Budweiser Asks Paramount To Remove Their Beer From The Movie Flight
from the maybe-their-lawyers-were-drunk? dept
As product placement in television and film becomes more prevalent, it was only a matter of time before intellectual property silliness had to follow. For example, we’ve seen such wonderful cases of egocentrism as a copyright claim over a painting shown in a movie. Couple that with product placement examples that are awkward for all involved and you’ve got a recipe for litigious fun not seen since a murder trial involving a former Buffalo Bills running back.
Reader Chris writes in about a story that appears to be a nice crossroads of these two aspects of product placement, in which several alcohol companies are apparently upset that their products are being shown in the movie Flight doing what those products do: get people drunk.

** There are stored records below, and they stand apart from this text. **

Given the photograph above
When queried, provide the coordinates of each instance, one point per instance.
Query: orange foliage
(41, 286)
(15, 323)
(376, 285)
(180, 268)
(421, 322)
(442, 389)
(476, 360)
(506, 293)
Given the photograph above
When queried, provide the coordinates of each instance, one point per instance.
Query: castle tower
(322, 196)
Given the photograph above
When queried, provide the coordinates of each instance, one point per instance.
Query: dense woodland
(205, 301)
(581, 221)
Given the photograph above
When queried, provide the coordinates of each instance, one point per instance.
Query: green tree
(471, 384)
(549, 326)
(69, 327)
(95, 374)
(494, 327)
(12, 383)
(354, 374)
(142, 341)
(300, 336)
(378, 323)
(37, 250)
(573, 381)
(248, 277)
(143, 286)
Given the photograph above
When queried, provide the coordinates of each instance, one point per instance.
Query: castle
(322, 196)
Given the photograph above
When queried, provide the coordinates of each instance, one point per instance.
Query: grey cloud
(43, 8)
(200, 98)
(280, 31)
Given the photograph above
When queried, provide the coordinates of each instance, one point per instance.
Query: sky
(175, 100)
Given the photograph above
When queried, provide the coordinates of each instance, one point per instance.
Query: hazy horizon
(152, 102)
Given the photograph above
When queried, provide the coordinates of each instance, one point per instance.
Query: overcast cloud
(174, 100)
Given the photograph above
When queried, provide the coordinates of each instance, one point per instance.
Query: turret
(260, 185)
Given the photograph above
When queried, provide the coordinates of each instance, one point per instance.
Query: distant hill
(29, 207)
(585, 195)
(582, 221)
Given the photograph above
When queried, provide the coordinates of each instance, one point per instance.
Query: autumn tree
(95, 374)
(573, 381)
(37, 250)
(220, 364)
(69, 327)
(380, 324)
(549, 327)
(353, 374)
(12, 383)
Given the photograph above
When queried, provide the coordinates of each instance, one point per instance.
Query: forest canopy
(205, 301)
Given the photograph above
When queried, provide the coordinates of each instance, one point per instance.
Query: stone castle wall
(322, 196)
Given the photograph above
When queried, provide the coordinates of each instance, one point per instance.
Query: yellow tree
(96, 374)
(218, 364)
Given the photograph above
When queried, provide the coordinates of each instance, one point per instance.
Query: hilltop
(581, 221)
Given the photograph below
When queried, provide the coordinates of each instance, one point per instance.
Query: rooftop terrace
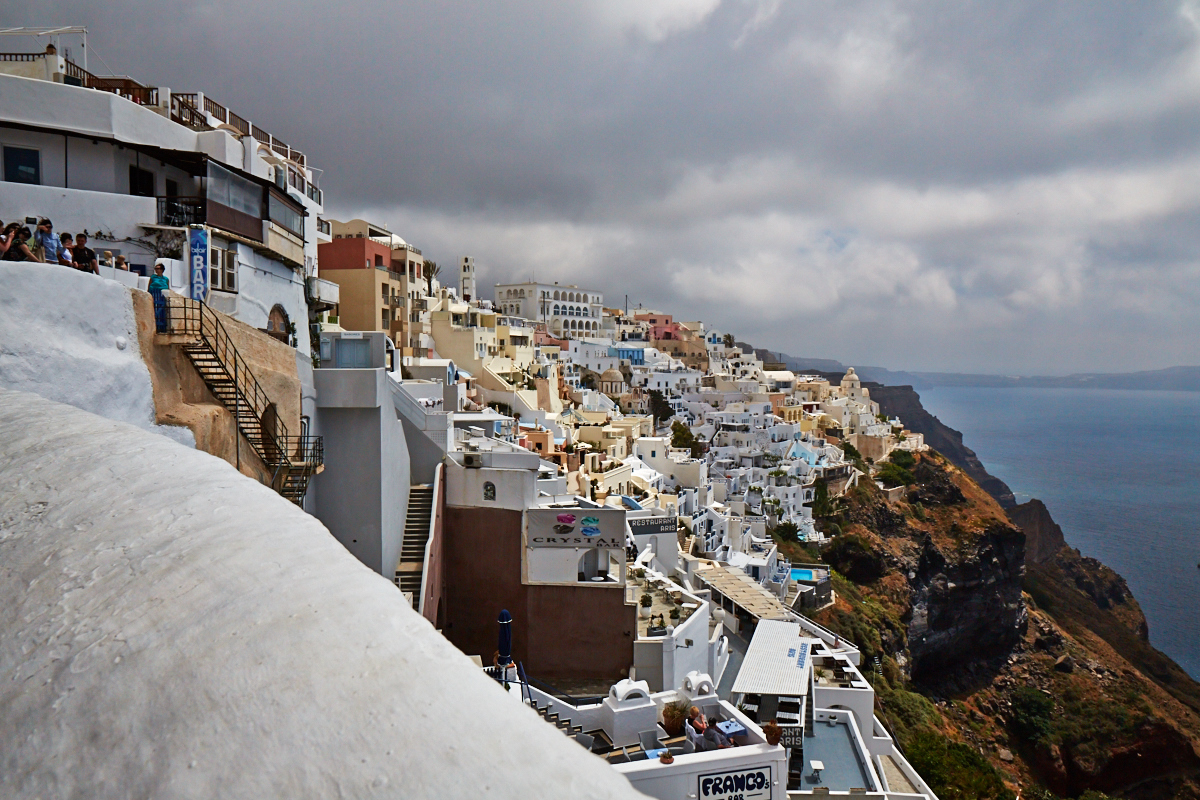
(833, 745)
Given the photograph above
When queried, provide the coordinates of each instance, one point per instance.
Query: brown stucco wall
(558, 631)
(181, 397)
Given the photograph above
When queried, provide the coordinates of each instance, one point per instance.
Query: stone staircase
(291, 459)
(409, 571)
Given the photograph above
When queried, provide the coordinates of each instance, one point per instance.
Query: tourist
(84, 257)
(9, 236)
(46, 245)
(66, 257)
(159, 286)
(714, 739)
(19, 250)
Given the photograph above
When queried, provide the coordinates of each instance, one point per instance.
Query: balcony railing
(123, 86)
(181, 211)
(183, 110)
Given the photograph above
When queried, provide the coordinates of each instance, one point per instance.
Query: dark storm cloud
(924, 185)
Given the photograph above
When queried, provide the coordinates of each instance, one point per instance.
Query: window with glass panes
(223, 268)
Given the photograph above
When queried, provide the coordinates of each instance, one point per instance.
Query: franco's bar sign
(576, 527)
(739, 785)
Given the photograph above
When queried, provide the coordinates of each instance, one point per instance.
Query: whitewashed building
(567, 310)
(155, 174)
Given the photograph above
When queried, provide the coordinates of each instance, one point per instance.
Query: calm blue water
(1120, 471)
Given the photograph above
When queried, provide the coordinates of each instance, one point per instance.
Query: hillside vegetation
(999, 677)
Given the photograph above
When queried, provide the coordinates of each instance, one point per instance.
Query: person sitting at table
(714, 738)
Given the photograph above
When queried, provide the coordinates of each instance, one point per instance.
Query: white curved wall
(72, 337)
(172, 629)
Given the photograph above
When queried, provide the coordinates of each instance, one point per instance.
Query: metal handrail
(558, 695)
(190, 317)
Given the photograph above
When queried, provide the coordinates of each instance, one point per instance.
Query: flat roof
(834, 746)
(744, 591)
(777, 662)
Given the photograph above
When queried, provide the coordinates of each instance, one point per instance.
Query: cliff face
(905, 403)
(1053, 692)
(949, 564)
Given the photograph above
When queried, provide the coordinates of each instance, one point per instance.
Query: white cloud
(655, 19)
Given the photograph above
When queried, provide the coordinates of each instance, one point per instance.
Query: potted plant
(673, 714)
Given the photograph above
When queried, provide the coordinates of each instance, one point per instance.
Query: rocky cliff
(905, 403)
(1051, 692)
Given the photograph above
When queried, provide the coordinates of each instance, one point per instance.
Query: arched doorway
(277, 324)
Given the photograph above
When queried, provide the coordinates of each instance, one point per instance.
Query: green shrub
(892, 475)
(786, 531)
(1032, 714)
(954, 771)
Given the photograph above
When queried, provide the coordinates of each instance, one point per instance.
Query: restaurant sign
(643, 525)
(753, 783)
(198, 253)
(576, 528)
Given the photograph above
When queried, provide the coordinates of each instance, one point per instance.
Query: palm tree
(431, 271)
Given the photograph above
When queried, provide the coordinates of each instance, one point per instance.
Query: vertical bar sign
(198, 254)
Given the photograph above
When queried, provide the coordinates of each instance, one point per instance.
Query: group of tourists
(19, 244)
(43, 246)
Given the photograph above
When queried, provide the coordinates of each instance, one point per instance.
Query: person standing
(9, 236)
(85, 257)
(66, 257)
(159, 287)
(18, 248)
(45, 241)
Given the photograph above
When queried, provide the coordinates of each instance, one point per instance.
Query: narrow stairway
(292, 459)
(417, 534)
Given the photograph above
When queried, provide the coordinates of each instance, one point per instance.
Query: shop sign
(643, 525)
(576, 528)
(198, 253)
(751, 783)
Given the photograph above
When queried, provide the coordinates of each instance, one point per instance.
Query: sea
(1120, 473)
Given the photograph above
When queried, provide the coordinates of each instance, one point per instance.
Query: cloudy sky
(964, 186)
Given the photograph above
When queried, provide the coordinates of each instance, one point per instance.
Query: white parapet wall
(71, 336)
(169, 627)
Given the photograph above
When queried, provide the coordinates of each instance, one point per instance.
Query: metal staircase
(417, 533)
(291, 459)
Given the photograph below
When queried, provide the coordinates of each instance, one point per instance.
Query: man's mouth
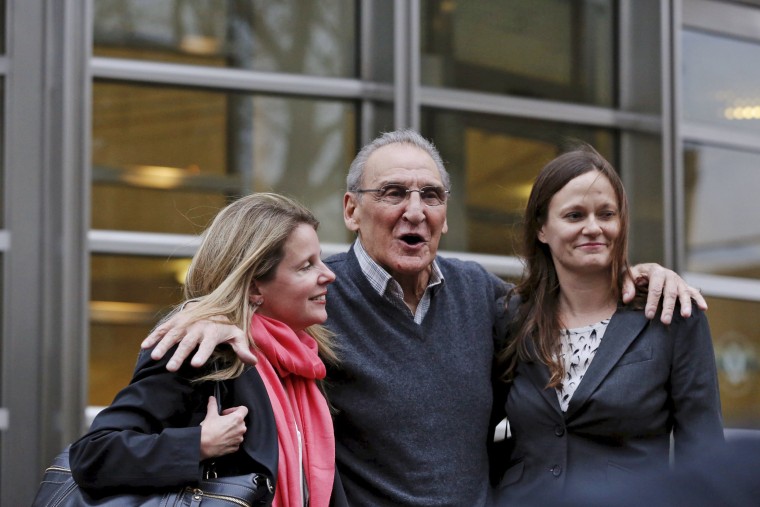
(412, 239)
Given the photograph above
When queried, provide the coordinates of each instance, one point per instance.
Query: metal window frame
(731, 20)
(45, 273)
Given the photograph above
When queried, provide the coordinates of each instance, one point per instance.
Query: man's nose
(414, 210)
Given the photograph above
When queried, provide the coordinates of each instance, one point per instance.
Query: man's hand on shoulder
(662, 284)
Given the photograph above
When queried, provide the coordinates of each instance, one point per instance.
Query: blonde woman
(259, 266)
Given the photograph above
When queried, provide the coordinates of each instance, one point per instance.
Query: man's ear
(350, 212)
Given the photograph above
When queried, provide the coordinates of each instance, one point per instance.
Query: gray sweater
(413, 401)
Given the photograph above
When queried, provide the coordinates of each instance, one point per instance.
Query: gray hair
(401, 136)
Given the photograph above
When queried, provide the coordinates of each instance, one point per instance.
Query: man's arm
(662, 284)
(203, 334)
(207, 334)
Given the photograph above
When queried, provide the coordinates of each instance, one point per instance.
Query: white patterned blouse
(579, 346)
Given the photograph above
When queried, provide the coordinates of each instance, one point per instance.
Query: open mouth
(412, 239)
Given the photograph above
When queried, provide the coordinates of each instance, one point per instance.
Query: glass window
(2, 27)
(722, 230)
(316, 37)
(128, 297)
(493, 162)
(2, 152)
(720, 80)
(737, 351)
(552, 49)
(166, 159)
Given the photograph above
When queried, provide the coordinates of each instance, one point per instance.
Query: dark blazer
(645, 380)
(149, 437)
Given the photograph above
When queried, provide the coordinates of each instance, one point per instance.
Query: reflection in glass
(2, 151)
(514, 47)
(166, 159)
(722, 230)
(315, 37)
(720, 80)
(3, 28)
(128, 297)
(734, 326)
(493, 162)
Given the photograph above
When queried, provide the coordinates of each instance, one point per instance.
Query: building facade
(126, 124)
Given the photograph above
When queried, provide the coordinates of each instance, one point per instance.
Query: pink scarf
(289, 365)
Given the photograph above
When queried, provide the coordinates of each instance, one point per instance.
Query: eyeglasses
(396, 194)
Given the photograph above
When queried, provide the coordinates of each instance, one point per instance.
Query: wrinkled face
(582, 225)
(402, 238)
(296, 293)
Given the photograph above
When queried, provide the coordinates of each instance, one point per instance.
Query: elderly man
(415, 335)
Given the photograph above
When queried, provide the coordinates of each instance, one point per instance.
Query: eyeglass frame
(407, 192)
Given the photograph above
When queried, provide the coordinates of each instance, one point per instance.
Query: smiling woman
(593, 390)
(259, 267)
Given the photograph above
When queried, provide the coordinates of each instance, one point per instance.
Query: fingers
(655, 292)
(242, 411)
(222, 434)
(211, 408)
(629, 289)
(696, 295)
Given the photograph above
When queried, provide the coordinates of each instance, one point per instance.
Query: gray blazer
(646, 380)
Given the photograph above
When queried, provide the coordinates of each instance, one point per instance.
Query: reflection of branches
(194, 17)
(114, 17)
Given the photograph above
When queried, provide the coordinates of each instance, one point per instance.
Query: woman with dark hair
(594, 388)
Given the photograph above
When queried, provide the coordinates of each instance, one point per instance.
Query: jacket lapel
(538, 374)
(623, 328)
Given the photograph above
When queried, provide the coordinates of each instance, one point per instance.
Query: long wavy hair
(245, 242)
(535, 326)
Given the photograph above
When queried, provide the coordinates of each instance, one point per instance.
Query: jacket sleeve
(149, 437)
(695, 395)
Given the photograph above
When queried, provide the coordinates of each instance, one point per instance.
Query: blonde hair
(245, 242)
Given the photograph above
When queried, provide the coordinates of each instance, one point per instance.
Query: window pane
(722, 230)
(2, 152)
(128, 297)
(2, 26)
(720, 80)
(493, 162)
(551, 49)
(166, 159)
(315, 37)
(736, 335)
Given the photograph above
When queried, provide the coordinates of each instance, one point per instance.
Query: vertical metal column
(406, 63)
(671, 140)
(47, 190)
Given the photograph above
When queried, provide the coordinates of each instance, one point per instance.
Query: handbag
(58, 489)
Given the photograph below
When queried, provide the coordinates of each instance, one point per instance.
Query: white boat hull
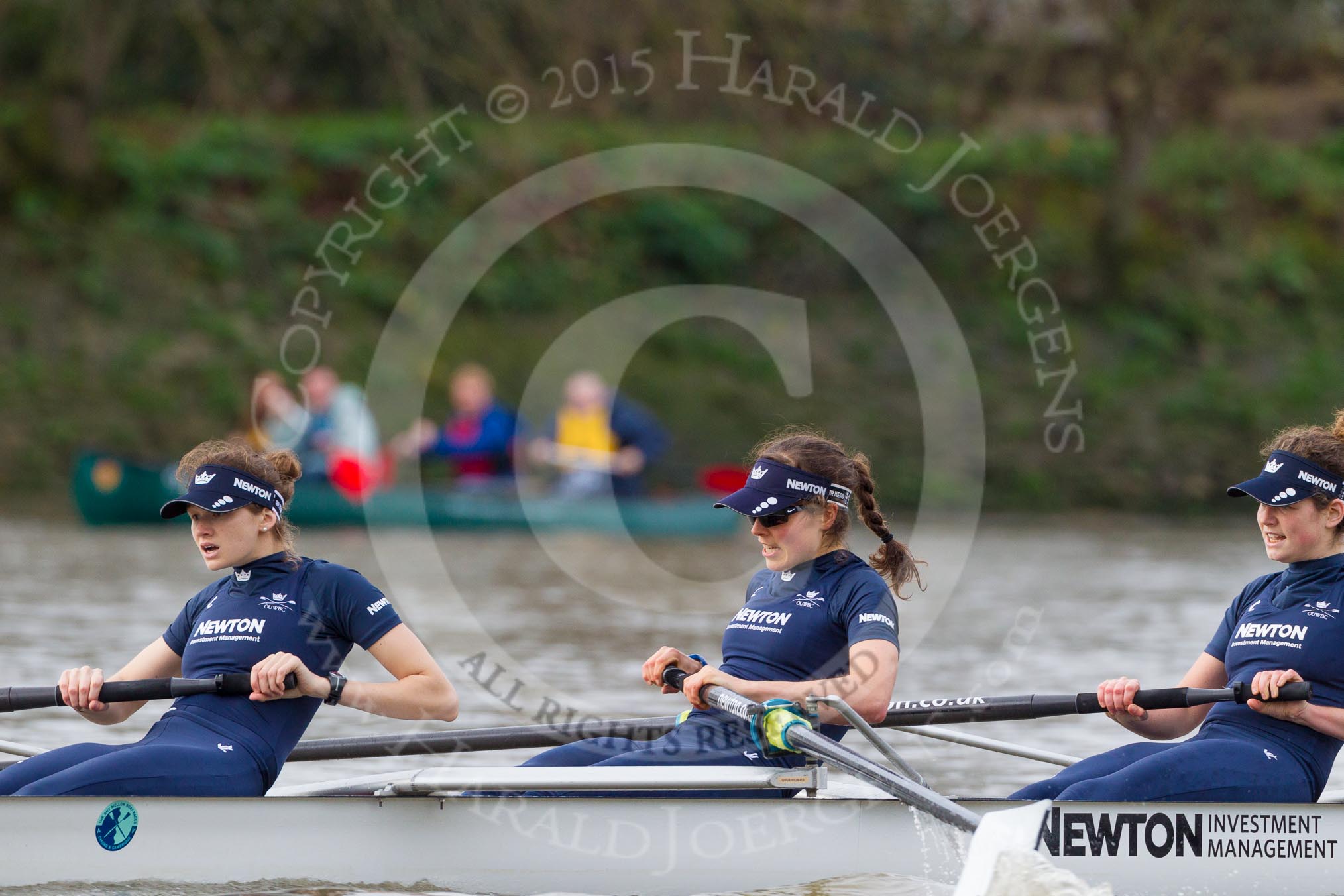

Anheuser-Busch said Monday that it has asked Paramount Pictures Corp. to obscure or remove the Budweiser logo from the film, which at one point shows Washington’s character drinking the beer while behind the wheel.
Budweiser is hardly the only alcoholic beverage shown in “Flight,” which earned $25 million in its debut weekend and is likely to remain popular with audiences. Washington’s character frequently drinks vodka throughout the film, with several different brands represented. William Grant & Sons, which distributes Stolichnaya in the United States, also said it didn’t license its brand for inclusion in the film and wouldn’t have given permission if asked.
Now, you may be asking yourself, “Why didn’t the film get permission to use the products in their film?” The answer is about as complicated as a straight line; they don’t have to. Studios are not required to ask for permission to include every little brand in their movies — even if some companies now think that’s the case. True, Denzel Washington’s character in the film is a drunk and Budweiser may not be pleased to be associated with that aspect of the story, but the law isn’t concerned about Budweiser’s pleasure. Trademark law isn’t about making sure you’re always happy about how your product is displayed.
Even going beyond trademark law, it’s not like they were “misrepresenting” anything. I, for one, can assure you that the depiction of beer being able to get a person hammered is spot on accurate, and if you won’t take my word for it, I’ll give you the phone numbers of some of my neighbors who can relate their experiences living near me on NFL Sundays. The point is that there’s a reason these companies didn’t give their permission: nobody asked them for it.
Trademark laws “don’t exist to give companies the right to control and censor movies and TV shows that might happen to include real-world items,” said Daniel Nazer, a resident fellow at Stanford Law School’s Fair Use Project. “It is the case that often filmmakers get paid by companies to include their products. I think that’s sort of led to a culture where they expect they’ll have control. That’s not a right the trademark law gives them.”
Jay Dougherty, a professor at Loyola Law School, said the use of brands in films has generally been protected by the courts, even when the companies aren’t pleased with the portrayals. “It wouldn’t have been as effective a film if they used a bunch of non-generic brands,” said Dougherty, who is also the director of the school’s Entertainment & Media Law Institute. “In a normal situation, if the alcohol were just there as a smaller part of the movie, they might have created an artificial brand for it.”
Unfortunately, with the wonderful garden of permission culture that IP laws have fertilized so well for us, companies think they can control…and control…and control. But just because sometimes filmmakers seek out product placement, that doesn’t mean that all brand appearances need to first receive approval. Thankfully, thus far, the courts have recognized that they cannot keep their products out of film this way. Now let’s all go have a non-generic beer.